Portal:Toolforge/Admin/Runbooks/ToolforgeKubernetesHAproxyServerDown
Appearance
This happens when one of the haproxy servers is down from that haproxy instance (one of the hosts haproxy redirects too, not to be confused with the haproxy server itself).
The procedures in this runbook require admin permissions to complete.
Error / Incident
In the alert you should see the instance (the haproxy host), the backend (the web service being proxied) and the server (the server the requests are proxied to). That might get you started on where to look.
Debugging
You'll get the haproxy that's seeing issues from the instance
label of the alert, and the backend that's failing from the server
label.
A generic way of debugging is going to the haproxy config and checking the backend url:
dcaro@tools-k8s-haproxy-6:~$ grep -R <backend> /etc/haproxy/conf.d
# then check the config for that backend, specifically the baackend->server section:
dcaro@tools-k8s-haproxy-6:~$ cat /etc/haproxy/conf.d/k8s-ingress.cfg
...
backend k8s-ingress
...
server tools-k8s-ingress-7.tools.eqiad1.wikimedia.cloud tools-k8s-ingress-7.tools.eqiad1.wikimedia.cloud:30002 check
server tools-k8s-ingress-8.tools.eqiad1.wikimedia.cloud tools-k8s-ingress-8.tools.eqiad1.wikimedia.cloud:30002 check
server tools-k8s-ingress-9.tools.eqiad1.wikimedia.cloud tools-k8s-ingress-9.tools.eqiad1.wikimedia.cloud:30002 check
# those will be the hosts/ports that are failing, you can check each of the manually from haproxy:
dcaro@tools-k8s-haproxy-6:~$ nc -zv tools-k8s-ingress-9.tools.eqiad1.wikimedia.cloud 30002
Common issues
Add new issues here when you encounter them!
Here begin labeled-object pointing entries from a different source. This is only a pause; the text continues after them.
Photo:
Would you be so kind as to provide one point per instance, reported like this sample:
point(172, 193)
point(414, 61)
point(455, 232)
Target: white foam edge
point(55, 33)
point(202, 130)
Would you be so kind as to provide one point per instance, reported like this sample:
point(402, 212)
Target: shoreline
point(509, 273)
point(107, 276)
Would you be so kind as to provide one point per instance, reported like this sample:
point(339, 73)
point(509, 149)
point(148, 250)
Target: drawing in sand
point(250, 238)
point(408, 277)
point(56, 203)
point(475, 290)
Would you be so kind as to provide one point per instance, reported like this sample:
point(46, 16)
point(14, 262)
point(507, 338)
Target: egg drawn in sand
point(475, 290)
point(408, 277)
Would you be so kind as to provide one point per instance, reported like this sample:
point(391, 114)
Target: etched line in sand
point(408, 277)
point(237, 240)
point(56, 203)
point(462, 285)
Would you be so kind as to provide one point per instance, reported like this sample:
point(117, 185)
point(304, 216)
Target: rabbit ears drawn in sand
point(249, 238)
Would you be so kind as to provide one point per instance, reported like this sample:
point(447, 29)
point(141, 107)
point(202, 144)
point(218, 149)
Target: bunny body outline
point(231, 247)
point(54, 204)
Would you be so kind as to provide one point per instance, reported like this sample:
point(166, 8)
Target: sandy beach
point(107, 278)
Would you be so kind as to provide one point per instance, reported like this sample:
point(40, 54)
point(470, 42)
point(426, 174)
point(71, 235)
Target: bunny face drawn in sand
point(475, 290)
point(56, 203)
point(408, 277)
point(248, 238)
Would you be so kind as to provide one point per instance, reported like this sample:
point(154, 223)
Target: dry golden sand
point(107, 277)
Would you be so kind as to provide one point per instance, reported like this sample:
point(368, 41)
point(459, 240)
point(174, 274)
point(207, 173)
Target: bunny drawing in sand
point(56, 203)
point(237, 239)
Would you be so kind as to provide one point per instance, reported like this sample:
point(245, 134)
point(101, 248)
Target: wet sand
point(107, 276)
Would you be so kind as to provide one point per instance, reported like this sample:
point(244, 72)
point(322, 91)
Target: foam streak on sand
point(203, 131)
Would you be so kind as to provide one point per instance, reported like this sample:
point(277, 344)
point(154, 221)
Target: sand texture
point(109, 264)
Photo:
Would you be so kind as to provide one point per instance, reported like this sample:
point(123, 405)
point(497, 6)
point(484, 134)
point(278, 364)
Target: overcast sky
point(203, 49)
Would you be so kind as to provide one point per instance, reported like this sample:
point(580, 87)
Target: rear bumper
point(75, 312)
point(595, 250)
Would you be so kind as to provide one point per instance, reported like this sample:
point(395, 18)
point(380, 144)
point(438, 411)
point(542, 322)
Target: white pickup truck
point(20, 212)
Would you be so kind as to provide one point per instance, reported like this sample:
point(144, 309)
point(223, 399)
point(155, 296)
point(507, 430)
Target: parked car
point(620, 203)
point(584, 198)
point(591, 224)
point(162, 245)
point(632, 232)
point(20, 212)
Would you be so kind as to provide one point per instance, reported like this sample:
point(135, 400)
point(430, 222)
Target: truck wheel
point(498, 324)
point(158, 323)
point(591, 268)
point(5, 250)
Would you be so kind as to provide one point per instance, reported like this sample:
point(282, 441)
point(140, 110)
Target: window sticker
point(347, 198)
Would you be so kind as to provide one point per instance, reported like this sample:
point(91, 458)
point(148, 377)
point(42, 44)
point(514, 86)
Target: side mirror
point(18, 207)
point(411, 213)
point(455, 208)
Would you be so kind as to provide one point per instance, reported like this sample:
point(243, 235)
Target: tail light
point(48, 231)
- Some state gets stuck (calico?), and restarting the pods flushes it. You can try restarting all the pods in the backend service affeccted (ex. ingres-nginx, or api-gateway).
Related information
- See HAProxy for generic information like commands/etc.
Old incidents
Add any incident tasks here!
- toolforge: ingress errors 2025-03-05 task T387959